Though fWAR only has him at 0.3 wins last season, because of his poor defense and base running skills, he still managed to hit .291/.321/.470 with a .113 wRC+. Though far from stunning, teams are now looking at his 2010 and 2011 production, where he respectively hit for a 134 and 148 wRC+. Even at the age of 31 next season, Morse has upside, perhaps 30+ home runs and the ability to hit for average. Unfortunately for the Nationals, his long history of injuries and poor defense drastically lowers his trade value, and the team is said to be searching for a left-handed reliever and/or prospects.
It’s been stated multiple times, but the Nationals and Yankees match up very well. New York has a number of left handed relief pitchers in their organization, which includes Boone Logan, Clay Rapada, Cesar Cabral, and Francisco Rondon. Logan would be the most likely to go, considering his success against lefties and ability against right-handed hitters.
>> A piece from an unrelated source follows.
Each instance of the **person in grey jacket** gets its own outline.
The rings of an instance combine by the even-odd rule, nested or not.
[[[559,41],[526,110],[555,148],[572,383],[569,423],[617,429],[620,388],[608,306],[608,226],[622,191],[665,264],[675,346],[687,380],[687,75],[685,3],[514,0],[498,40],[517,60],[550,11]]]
As for a prospect, I’ve heard fans throw around Adam Warren, but his value may be a bit overrated. Depending on how the Nationals view Dellin Betances, he could be an interesting option, as the team has some success fixing broken Yankee pitching prospects. However, there is said to be 5-6 teams with interest in Morse, the Yankees being one of them, and that’ll only increase the Nationals’ asking price.
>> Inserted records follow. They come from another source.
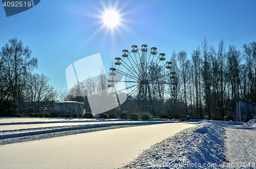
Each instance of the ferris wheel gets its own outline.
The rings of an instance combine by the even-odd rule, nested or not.
[[[132,45],[130,51],[123,50],[122,57],[115,61],[109,74],[109,88],[113,89],[113,93],[126,93],[129,99],[136,102],[138,109],[153,115],[154,106],[173,99],[176,73],[172,62],[166,61],[165,54],[158,53],[156,47],[148,49],[143,44],[138,49]],[[118,85],[120,82],[125,86]]]

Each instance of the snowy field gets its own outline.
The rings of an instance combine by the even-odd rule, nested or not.
[[[0,118],[0,163],[5,168],[256,168],[255,140],[253,120]]]

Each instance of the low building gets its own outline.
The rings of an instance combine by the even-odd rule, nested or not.
[[[232,98],[232,100],[236,101],[237,121],[242,121],[242,117],[244,116],[251,119],[256,114],[256,103],[236,97]]]
[[[55,111],[63,114],[82,115],[84,103],[74,101],[65,101],[54,102],[53,105],[55,107]]]

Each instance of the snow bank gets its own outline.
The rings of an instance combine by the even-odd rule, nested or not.
[[[203,121],[146,150],[123,168],[215,168],[225,161],[224,128]]]
[[[243,124],[242,126],[245,127],[252,127],[256,129],[256,119],[250,120],[249,122]]]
Morse may have the greatest value to the Yankees. Obviously, the team is in need of a right-handed hitting outfielder, but they also need infield help at third base and short stop for the aging left side. Morse can cover the infield in a pinch, as he has 453.0 unspectacular innings at shortstop, and just 32.2 at third base. He hasn’t played either in a while, but if the Yankees planned to use him as a possible utility player, they could give him some time around the diamond in Spring Training. As for the outfield, Morse’s range numbers aren’t very flattering, though his career UZR/150 in right field isn’t terrible, a -9.3. Yankee Stadium’s right field is notoriously small, so there is a chance that fans wouldn’t even notice his range.
Although Morse has stated that he doesn’t want to be a designated hitter, the Yankees could move him to 1B/DH when the team plays right handed pitchers. This would allow them to keep a much better defense in Brett Gardner, Curtis Granderson, and Ichiro Suzuki. Meanwhile, Morse would hit as the designated hitter or first baseman, where he is an average fielder, assuming the team wants to give Mark Teixeira a rest at DH. The benefit to having Morse as your DH against right handed pitchers is his platoon split, or thereof, since he owns a career 132 wRC+ against left-handed pitchers and a 126 wRC+ against right handers. He can also maneuver to a number of different positions if there were a pitching change.
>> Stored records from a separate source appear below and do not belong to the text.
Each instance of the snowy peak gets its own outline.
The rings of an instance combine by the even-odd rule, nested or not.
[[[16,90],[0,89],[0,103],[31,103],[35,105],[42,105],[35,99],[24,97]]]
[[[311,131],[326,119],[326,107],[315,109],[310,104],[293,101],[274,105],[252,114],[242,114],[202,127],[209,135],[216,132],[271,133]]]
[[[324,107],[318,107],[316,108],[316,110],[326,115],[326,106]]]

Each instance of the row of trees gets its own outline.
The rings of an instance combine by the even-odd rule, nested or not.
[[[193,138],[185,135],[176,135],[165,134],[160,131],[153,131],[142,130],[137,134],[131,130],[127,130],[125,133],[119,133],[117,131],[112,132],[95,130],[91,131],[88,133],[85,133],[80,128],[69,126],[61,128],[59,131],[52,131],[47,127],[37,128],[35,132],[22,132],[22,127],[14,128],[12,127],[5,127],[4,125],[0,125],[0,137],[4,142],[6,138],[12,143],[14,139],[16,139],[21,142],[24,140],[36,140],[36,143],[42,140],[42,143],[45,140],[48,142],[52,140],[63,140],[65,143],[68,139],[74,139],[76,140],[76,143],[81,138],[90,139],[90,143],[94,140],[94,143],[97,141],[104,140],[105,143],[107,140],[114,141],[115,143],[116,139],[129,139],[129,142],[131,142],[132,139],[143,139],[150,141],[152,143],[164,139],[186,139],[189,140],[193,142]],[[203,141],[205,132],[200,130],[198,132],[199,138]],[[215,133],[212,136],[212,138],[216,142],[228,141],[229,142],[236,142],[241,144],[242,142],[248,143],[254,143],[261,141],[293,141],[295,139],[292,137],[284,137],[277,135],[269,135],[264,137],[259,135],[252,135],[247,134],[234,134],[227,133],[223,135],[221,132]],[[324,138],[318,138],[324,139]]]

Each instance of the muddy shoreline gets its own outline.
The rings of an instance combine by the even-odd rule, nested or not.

Aside from utility, Morse’s bat fits perfectly into Yankee Stadium. The team usually loads up on left-handed pull hitters, and after suffering against same side platoon splits 2012, the Yankees have been looking for right-handed hitters to counter. Morse is the perfect right handed bat, as he can hit the ball to the opposite field. Over his career, 28% of his hits have gone to right field, where he has a .412 average and a .684 slugging percentage. In 2012, 30% of his hits went to right field, and he hit .489 with a .913 slugging percentage. With the short right field porch in Yankee Stadium, a right-handed hitter with opposite field power and no platoon split is a perfect match the team.
Above are the locations of Morse’s hits inside Nationals Park from 2011 and 2012 displayed on Yankee Stadium dimensions. There are at least 11 additional hits that would have gone out of the park in Yankee Stadium, and many that would have been close calls, meanwhile only 4 actual home runs wouldn’t have counted. That’s at least seven additional home runs over an injury shortened two years, and with the small ballparks of the AL East compared to the NL East, there could be more on the road.
Morse’s defensive positions, handedness, and offensive splits all fit well into the organization, and a fan could dream on that opposite field power in Yankee Stadium. At this point, the question is cost, and the team has to be very careful with what they give up in a trade, especially for a one year player, if they want to make budget in 2014.